Da notare che nel testo non vi sono scene erotiche (a parte il goffo tentativo di seduzione del protagonista) e neppure la parola omosessualità è mai nominata, a testimonianza del valore culturale e intellettuale che Kuzmin attribuisce all’omosessualità.
In definitiva quindi, credo che Vanja si possa definire un romanzo-manifesto, nel quale la vicenda del protagonista serve all’autore per illustrare la sua concezione dell’arte, e di quella classica in particolare, come manifestazione della vitalità dell’uomo, che può divenire compiuta solo attraverso l’attrazione reciproca di uomini (maschi) eletti, che si sono lasciati alle spalle, tramite l’approfondimento culturale, tutte le convenzioni e le costrizioni della morale cristiana. Una visione che, anche se indubbiamente elitaria, estetizzante e quasi aristocratica, non impedì a Kuzmin, come detto, di aderire alla rivoluzione, nella quale probabilmente vedeva il presupposto perché tale visione potesse estendersi a ciascun individuo.

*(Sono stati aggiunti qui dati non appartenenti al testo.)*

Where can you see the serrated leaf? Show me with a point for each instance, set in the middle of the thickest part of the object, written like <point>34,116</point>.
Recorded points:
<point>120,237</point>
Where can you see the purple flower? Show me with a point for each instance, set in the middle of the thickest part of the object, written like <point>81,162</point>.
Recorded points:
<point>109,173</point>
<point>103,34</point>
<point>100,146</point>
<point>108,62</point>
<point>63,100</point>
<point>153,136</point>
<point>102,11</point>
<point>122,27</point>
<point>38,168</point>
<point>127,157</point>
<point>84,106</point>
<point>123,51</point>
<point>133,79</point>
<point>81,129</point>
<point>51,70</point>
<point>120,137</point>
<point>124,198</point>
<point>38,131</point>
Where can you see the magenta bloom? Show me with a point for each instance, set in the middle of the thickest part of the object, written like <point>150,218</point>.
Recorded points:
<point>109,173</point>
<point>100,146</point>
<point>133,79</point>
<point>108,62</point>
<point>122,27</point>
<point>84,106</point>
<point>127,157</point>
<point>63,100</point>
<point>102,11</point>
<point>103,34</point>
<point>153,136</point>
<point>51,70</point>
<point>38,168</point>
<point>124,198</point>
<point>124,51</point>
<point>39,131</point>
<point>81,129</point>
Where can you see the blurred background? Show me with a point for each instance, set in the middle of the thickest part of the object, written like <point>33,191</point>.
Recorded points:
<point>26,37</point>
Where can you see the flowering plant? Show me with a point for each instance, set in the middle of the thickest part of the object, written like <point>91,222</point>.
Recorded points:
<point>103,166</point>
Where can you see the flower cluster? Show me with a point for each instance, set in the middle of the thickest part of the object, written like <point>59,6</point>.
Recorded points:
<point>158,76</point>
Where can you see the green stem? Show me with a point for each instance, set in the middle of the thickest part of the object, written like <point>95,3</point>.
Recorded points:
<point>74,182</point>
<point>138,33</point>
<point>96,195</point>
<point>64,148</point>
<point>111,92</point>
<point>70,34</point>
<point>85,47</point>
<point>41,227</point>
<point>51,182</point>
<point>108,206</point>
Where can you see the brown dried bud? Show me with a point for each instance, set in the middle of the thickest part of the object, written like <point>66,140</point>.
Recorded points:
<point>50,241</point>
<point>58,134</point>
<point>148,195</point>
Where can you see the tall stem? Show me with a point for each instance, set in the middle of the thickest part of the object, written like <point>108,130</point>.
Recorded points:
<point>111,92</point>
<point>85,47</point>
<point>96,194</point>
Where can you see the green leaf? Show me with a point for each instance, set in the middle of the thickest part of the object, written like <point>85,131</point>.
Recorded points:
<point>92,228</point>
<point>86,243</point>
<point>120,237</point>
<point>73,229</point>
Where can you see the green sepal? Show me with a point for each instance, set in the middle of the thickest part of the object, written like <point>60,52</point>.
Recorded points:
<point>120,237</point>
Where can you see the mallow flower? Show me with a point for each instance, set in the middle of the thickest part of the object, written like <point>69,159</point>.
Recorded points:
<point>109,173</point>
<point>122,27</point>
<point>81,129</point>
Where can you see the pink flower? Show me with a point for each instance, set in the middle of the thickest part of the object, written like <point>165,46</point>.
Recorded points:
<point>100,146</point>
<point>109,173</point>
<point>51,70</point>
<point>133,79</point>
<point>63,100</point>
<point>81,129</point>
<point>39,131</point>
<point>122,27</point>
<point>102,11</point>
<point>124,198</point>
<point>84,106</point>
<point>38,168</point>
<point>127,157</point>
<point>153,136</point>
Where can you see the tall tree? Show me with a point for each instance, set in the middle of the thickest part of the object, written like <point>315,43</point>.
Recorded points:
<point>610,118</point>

Il libro propone anche alcune poesie scopertamente erotiche di Kuzmin (illustrate da un suo compagno), alcune delle quali sono veramente divertenti (su tutte Le riflessioni di Luca) e ci svelano come l’autore vivesse la sua omosessualità con gioia, o perlomeno con una buona dose di ironia. Il breve saggio di Antonio Veneziani nulla aggiunge a mio avviso al libro, se non la rivendicazione della necessità della corporeità della letteratura omosessuale, che peraltro Kuzmin in Vanja sublima in maniera sublime.